Fortune isn’t just about money. It’s about being blessed with an opportunity to enrich our lives in whatever ways we see fit, including ways that only tangentially are financial.

It’s what drove Pilgrims to the New World, pioneers to prairie settlements like ours, and generations of immigrants, even to this day, to the shiny promise of better lives in America.

Ours is a nation of self-determination, both in lifestyle and in vocation. If your dream is to run a widget boutique, you can. If you supply enough hard work and insightful ideas, it can be a success. That’s the American dream.

America long has been the land of a million Davids, each wielding a sling against various Goliaths. But as shoppers this week flock to distant mega-stores like so many cattle in slaughterhouse chutes, it’s becoming increasingly clear that David no longer wins in modern America.

Today’s Goliaths have grown mammoth, and government increasingly has slanted the playing field in their favor. With bureaucratic zeal, America has essentially outlawed the sling — or, more accurately, regulated it to the extent that only Goliaths are able to wield it.

Whether we’re talking about family farmers, independent grocers, local retailers, or community newspapers, burdensome regulation has made it nearly impossible to fend off, much less fell, Philistine giants.

The dawn of the Information Age was greeted as a great equalizer, with opportunity for all. What’s arrived instead is an illusion of opportunity that concentrates real power in fewer hands than at any time in our history.

Gone are the days of the generalist — the small business owner whose hard work and good ideas could lead to success. Even the smallest of companies now must meet the same myriad, specialized challenges as the largest, and the overhead necessary drowns most businesses before they can get their heads above water.

Whether you have five employees or 500,000, you must calculate and pay payroll taxes no later than 9 p.m. the day checks go out in ways so complicated it requires special software or service bureaus to handle them.

You’re absolutely free to compete online with anyone in the world — provided you can deal with California’s product warnings, the European Union’s privacy protections, Kansas laws that charge different sales taxes for nearly every different customer you serve, and hackers from obscure corners of the globe who attack your email, your website, and your sanity.

Sure, you can hire services that will address those needs and more, but the small business without separate departments for H.R., I.T., and all the other initials necessary to run a business nowadays is at a decided disadvantage.

Look around the county and count the number of locally owned retail establishments.

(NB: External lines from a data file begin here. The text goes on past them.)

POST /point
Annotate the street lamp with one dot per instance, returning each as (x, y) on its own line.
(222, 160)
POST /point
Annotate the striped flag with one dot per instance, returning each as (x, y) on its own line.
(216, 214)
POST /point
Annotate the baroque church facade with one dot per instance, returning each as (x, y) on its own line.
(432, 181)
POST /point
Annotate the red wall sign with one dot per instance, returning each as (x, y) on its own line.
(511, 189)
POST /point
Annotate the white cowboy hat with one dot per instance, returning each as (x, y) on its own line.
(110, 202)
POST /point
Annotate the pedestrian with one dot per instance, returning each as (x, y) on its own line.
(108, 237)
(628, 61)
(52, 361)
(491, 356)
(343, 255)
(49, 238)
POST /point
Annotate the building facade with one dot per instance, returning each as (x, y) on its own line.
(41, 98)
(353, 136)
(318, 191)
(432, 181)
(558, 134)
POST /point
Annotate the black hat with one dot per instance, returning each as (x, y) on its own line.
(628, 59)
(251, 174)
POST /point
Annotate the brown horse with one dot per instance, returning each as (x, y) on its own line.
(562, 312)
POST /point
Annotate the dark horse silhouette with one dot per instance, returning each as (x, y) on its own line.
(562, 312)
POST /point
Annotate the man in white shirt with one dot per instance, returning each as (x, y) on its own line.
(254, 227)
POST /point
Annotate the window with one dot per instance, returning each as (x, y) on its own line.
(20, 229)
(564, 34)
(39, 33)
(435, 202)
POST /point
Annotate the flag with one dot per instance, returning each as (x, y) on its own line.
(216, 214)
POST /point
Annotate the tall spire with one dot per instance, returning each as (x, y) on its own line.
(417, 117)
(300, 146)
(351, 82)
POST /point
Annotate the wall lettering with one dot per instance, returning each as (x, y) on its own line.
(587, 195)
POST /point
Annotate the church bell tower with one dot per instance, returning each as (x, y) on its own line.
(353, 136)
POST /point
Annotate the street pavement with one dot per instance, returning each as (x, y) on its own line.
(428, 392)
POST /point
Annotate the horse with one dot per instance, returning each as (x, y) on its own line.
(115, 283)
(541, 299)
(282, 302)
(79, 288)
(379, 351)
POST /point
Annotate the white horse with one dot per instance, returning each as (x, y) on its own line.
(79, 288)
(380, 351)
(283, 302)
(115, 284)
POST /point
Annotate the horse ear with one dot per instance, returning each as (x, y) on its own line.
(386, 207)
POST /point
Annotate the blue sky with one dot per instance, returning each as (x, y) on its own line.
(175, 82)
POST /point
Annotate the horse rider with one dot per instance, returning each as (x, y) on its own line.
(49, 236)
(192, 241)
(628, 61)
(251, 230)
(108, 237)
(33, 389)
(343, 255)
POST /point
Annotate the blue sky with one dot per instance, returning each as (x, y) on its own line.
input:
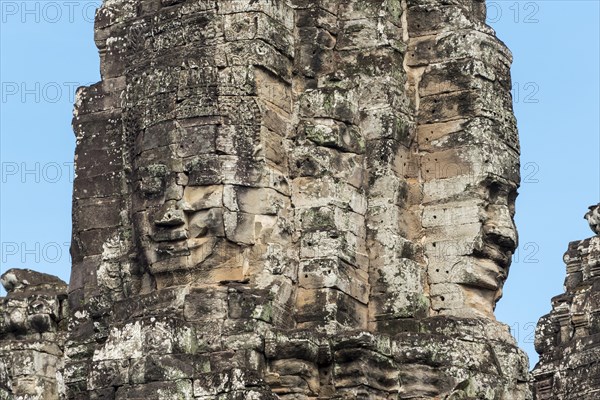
(47, 50)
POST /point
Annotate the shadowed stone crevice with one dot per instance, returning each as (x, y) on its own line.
(291, 200)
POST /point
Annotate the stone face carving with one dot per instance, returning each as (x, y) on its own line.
(288, 199)
(566, 337)
(33, 326)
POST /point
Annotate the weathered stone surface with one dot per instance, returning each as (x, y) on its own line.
(293, 200)
(33, 328)
(567, 337)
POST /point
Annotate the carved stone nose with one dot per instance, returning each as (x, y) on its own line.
(170, 217)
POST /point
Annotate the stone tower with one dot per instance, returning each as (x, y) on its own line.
(294, 200)
(567, 338)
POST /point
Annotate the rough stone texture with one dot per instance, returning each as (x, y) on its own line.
(33, 326)
(567, 338)
(294, 200)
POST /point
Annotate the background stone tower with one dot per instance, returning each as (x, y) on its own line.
(290, 199)
(567, 338)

You won’t need a computer to tally them. Realize that each and every one of them has the exact same regulatory, operational, and competitive challenges as do the big chains and distant mega-stores that compete with them, and rarely do they get any of the benefits that accrue to being large.

America has long favored evening the playing field by having such things as graduated income taxes. The rich pay more; the poor pay less. It’s one of the ways we help those less blessed have a life for which they can be thankful and position them to secure a future that could be brighter.

Time has come to do the same with businesses as we do with individuals. Tax their earnings, to be sure, but tax the earnings of businesses with large sales volume at a higher rate than those with lower sales volume.

Don’t let huge businesses avoid taxes by overpaying their executives and constantly buying and spinning off various divisions. The longer an asset is held, the lower the tax rate should be when it is sold. If salary caps are good enough for professional sports teams, why shouldn’t they be good enough for the executive suite, as well?

Instead of constantly seeking the lowest bidder, shouldn’t local government give preference to local bidders who contribute to the tax revenue that will pay for the purchase?

Economic development begins at home and in small ways. Instead of inviting distant Goliaths to invade, we need to empower local Davids by giving them more than just a sling to compete with. If that means tax breaks, bidding preference, and even the social equivalent of tariffs on purchases made outside the county, why not?

All this can begin even in casual conversation. Instead of marveling next week at some neighbor’s Black Friday purchase, perhaps we should try being embarrassed for them and how they turned their backs on the local economy.

Marion County was settled by people seeking family, friends, faith, and fortune they could be thankful for. Making this a place of opportunity, where financial and other fortune can grow rather than remain stagnant, would leave us all much more thankful in future years.